For Your Consideration chronicles the triumphs and tribulations of the cast and crew of Home for Purim, a low-budget, low-expectation indie drama. Beginning with quiet Oscar buzz for actress Marilyn Hack (Catherine O'Hara), the wave of media attention quickly gathers momentum, tumbling our unlikely heroes along with it. From the shadows of obscurity, suddenly the cast and crew find themselves in the brilliant limelight of talk-show hosts, studio executives, even the actors' own neglectful managers. One by one the mock cast members succumb to irresistible fantasies of Oscar recognition, until the fantasies become expectations, and finally obsessions. "But of course I'm in it because I love the work," becomes a tired line, as narcissism rapidly consumes the would-be stars.
The chemistry among Guest's veteran troupe is rich, distilled by years of collaboration. A twitch here, a troubled frown there, the acting is natural and intuitive, an absolute necessity in such an understated and underwritten script. From Marilyn's visually obvious but never mentioned plastic surgery to a studio exec (Larry Miller) tapping a wineglass with his cell phone to command silence, the largely improvised script is rife with small but beautifully scathing touches. The interview as a comic device remains, but writers Guest and Eugene Levy have integrated it more cohesively within the narrative by throwing the lead characters to the wolves of journalism.

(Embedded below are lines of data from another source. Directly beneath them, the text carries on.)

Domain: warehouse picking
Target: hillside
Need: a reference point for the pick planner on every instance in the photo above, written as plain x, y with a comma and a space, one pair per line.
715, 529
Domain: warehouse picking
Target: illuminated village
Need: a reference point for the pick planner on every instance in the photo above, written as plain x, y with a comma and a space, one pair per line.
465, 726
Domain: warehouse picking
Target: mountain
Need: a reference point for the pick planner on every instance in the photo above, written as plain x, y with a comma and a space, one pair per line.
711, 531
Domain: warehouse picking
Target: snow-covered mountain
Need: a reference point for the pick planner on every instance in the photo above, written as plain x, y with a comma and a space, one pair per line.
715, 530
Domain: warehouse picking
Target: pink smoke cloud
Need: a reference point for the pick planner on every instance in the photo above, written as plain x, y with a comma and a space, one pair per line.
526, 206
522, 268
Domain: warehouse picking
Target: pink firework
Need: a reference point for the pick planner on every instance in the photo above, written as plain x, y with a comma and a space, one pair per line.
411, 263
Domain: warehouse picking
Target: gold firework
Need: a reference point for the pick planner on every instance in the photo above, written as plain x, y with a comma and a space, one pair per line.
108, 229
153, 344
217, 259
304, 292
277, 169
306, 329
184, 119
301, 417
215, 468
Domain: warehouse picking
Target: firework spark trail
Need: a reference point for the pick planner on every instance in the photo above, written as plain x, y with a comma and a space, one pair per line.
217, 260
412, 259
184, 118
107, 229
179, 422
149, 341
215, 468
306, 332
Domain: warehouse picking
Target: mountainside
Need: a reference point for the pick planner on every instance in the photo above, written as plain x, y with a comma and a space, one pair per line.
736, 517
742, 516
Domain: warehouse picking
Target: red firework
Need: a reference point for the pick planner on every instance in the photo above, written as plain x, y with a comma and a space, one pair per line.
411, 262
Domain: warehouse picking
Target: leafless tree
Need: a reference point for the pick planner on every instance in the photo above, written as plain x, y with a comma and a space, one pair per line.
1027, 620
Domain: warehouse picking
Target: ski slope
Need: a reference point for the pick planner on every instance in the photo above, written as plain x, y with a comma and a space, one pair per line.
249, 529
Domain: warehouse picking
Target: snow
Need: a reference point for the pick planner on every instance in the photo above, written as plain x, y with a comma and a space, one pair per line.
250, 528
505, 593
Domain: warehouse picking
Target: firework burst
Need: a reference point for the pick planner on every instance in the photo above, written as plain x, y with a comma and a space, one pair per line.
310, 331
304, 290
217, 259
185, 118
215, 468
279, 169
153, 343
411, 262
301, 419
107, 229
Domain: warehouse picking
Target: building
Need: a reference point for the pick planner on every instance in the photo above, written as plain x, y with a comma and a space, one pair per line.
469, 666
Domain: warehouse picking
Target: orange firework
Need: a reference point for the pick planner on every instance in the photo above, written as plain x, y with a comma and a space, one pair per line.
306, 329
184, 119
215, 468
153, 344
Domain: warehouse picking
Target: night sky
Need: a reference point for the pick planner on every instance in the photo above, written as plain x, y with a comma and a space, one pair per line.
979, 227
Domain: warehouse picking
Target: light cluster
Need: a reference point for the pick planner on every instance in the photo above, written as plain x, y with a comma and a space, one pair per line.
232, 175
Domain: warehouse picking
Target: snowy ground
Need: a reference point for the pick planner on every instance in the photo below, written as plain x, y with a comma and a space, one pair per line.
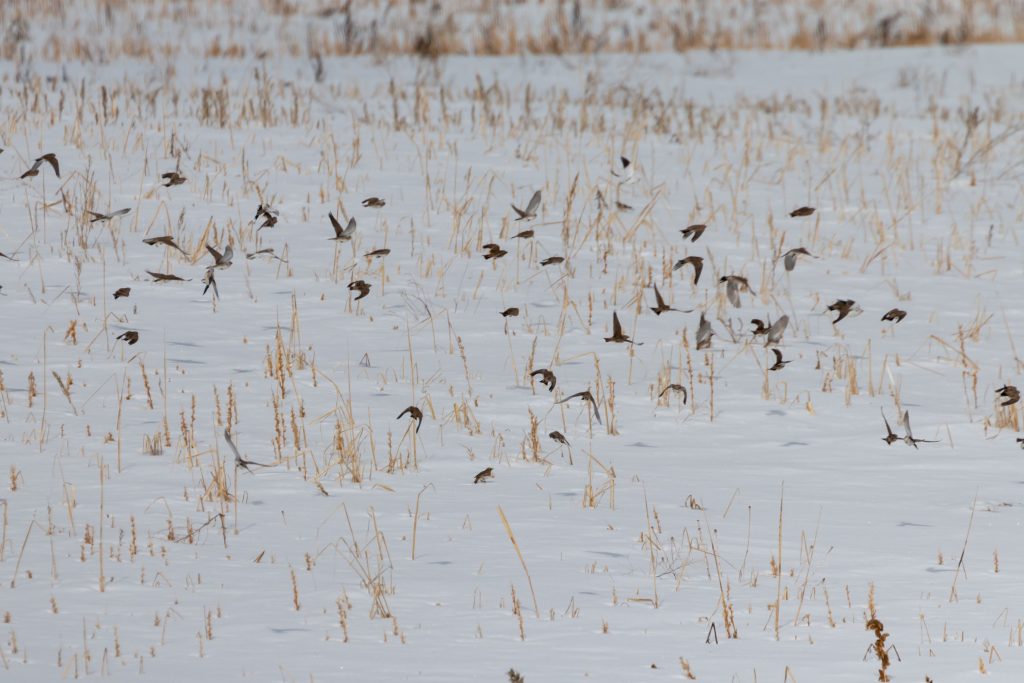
133, 549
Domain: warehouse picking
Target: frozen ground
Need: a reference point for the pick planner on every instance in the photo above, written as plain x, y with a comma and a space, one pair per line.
767, 507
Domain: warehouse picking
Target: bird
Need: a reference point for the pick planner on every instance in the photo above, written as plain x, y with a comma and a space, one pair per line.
359, 286
239, 460
165, 240
790, 258
530, 212
1010, 392
173, 178
221, 260
165, 276
209, 281
894, 315
662, 307
675, 387
548, 378
733, 285
843, 307
414, 413
779, 363
342, 233
50, 159
695, 261
890, 436
704, 334
693, 232
908, 437
494, 251
107, 216
616, 332
588, 396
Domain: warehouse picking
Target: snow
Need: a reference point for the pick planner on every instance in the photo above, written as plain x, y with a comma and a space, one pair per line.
610, 567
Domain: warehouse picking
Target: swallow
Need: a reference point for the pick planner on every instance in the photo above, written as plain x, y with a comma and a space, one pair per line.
1010, 392
790, 258
662, 307
894, 315
588, 396
107, 216
415, 414
494, 251
50, 159
173, 178
616, 332
694, 231
675, 387
733, 285
221, 260
779, 363
239, 460
704, 334
361, 287
530, 212
695, 261
165, 276
342, 233
548, 378
908, 438
843, 307
890, 436
165, 240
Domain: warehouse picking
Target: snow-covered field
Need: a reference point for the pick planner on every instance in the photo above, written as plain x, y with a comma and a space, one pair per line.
748, 535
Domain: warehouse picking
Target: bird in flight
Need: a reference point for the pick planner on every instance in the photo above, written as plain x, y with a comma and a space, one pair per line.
530, 211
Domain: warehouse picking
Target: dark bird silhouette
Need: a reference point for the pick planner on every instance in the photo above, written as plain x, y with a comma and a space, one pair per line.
414, 413
693, 232
50, 159
779, 363
530, 211
359, 286
695, 261
588, 396
548, 378
894, 315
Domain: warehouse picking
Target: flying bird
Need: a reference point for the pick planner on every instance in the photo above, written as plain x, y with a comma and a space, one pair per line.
693, 232
548, 378
414, 413
342, 233
50, 159
530, 212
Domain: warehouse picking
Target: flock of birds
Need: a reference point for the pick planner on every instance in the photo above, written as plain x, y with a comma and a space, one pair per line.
735, 285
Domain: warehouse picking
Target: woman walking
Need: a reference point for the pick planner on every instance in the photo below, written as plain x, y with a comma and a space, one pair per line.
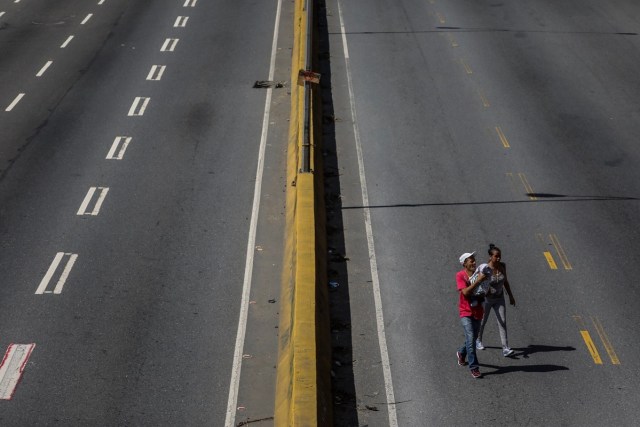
495, 299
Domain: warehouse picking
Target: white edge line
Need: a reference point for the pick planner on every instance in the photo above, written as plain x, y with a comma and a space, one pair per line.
65, 274
382, 340
50, 271
246, 290
3, 368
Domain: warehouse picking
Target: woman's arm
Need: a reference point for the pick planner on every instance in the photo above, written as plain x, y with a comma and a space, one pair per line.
512, 300
467, 288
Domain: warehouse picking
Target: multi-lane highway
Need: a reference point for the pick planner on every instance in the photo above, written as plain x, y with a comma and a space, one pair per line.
141, 210
458, 124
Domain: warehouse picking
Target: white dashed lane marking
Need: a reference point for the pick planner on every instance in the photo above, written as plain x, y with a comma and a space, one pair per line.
85, 20
169, 45
122, 142
42, 289
12, 367
66, 42
44, 68
156, 72
87, 199
15, 102
139, 106
181, 22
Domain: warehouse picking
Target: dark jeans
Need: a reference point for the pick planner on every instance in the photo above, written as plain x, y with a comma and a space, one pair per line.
471, 327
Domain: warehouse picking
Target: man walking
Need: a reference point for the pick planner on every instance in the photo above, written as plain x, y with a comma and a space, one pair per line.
470, 313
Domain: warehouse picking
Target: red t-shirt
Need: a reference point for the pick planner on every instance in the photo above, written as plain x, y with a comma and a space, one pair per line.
462, 280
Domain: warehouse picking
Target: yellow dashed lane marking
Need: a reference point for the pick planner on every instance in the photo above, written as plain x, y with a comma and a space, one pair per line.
605, 341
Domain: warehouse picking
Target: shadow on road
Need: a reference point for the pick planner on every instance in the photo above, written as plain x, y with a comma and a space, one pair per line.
525, 352
345, 411
546, 198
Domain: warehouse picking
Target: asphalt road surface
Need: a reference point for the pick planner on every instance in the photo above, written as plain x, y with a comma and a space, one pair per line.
457, 124
132, 145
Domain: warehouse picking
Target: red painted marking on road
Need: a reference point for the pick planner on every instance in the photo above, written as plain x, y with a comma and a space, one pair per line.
12, 366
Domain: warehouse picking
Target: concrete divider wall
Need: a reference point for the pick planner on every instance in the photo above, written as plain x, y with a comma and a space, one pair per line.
303, 385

If the entire film industry is fair game for caricature, the true target of the movie's lampoon is the media. Talk-show hosts catch the sharpest barbs, in a caustic parody of duos such as Regis and Kelly. "Where the heck have you been?" the smile-plastered host asks actor Victor Allan Miller (Harry Shearer). "Well, actually I've been teaching in--" "It was a rhetorical question," the host butts in, while the smile remains the same.

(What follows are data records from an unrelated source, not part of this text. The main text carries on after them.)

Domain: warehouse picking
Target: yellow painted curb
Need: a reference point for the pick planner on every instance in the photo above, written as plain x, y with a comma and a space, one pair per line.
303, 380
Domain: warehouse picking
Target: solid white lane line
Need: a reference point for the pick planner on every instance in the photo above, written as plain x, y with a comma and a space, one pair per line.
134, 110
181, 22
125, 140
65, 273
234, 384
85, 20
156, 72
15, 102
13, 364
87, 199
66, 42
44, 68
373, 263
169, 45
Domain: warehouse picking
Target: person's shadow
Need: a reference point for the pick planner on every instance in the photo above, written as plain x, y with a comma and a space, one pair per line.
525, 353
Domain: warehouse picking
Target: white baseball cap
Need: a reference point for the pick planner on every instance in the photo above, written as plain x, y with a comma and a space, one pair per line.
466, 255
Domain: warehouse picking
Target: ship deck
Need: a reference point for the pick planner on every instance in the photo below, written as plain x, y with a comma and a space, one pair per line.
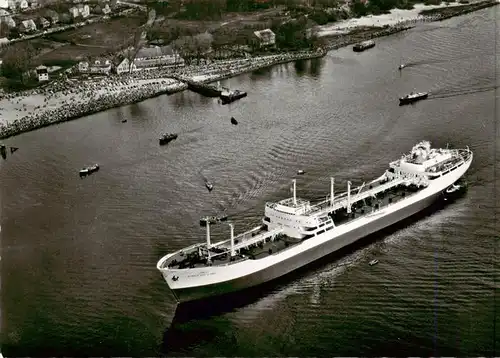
256, 244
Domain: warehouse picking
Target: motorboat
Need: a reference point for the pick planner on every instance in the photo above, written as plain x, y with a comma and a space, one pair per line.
209, 186
167, 138
413, 97
452, 188
229, 96
89, 170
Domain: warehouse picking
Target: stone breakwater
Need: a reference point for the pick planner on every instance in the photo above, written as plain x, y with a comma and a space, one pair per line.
77, 100
230, 68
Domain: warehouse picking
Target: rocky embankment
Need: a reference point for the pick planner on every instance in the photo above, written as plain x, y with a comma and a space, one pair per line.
225, 69
71, 99
67, 100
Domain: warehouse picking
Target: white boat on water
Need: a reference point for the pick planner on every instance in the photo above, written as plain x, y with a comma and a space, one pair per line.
413, 97
295, 232
89, 170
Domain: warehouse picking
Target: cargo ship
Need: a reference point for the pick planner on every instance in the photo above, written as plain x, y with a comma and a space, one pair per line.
295, 232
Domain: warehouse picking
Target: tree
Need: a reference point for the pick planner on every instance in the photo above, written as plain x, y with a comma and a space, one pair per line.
16, 60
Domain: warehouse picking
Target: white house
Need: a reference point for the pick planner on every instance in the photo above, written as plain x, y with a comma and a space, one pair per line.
83, 66
42, 73
27, 26
265, 37
23, 5
84, 10
101, 66
124, 66
157, 56
79, 11
5, 17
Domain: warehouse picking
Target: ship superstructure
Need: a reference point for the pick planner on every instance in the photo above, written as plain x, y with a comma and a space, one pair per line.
295, 232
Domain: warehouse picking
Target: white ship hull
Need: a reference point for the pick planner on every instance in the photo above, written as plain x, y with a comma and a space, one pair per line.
204, 282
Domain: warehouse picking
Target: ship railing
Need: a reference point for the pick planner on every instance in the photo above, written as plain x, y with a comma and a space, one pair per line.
253, 240
361, 196
241, 237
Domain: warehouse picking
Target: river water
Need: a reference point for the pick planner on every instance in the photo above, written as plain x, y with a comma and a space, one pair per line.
78, 255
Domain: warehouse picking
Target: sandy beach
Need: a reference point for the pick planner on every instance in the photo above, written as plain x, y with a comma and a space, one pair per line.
396, 17
73, 98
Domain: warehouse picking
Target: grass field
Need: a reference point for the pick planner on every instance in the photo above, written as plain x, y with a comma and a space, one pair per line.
71, 52
111, 34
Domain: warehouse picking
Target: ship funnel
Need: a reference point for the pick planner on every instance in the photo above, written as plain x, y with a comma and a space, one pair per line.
209, 245
348, 197
231, 225
332, 190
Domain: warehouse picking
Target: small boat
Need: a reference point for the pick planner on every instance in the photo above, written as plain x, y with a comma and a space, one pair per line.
229, 96
365, 45
452, 188
167, 138
212, 220
413, 97
209, 186
89, 170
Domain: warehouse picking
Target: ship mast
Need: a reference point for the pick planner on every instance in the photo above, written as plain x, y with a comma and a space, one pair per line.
332, 190
348, 197
208, 241
232, 239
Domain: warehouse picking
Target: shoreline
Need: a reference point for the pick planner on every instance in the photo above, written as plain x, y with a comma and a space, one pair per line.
65, 101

Guest and Levy's adroit blend of tragedy and comedy scalds all the more because it is so readily plausible. While Guest fans will discern familiar themes and character arcs--the corrosive effects of success, the power of the underdog--the characters still feel fresh and all too human in their quirky faults. "Nothing is more important to me than you," Victor's manager (Levy) reassures him as he excuses himself to answer a personal call. With this well-honed sense of satire, Christopher Guest has distinguished himself as master of the realm between reality and the absurd.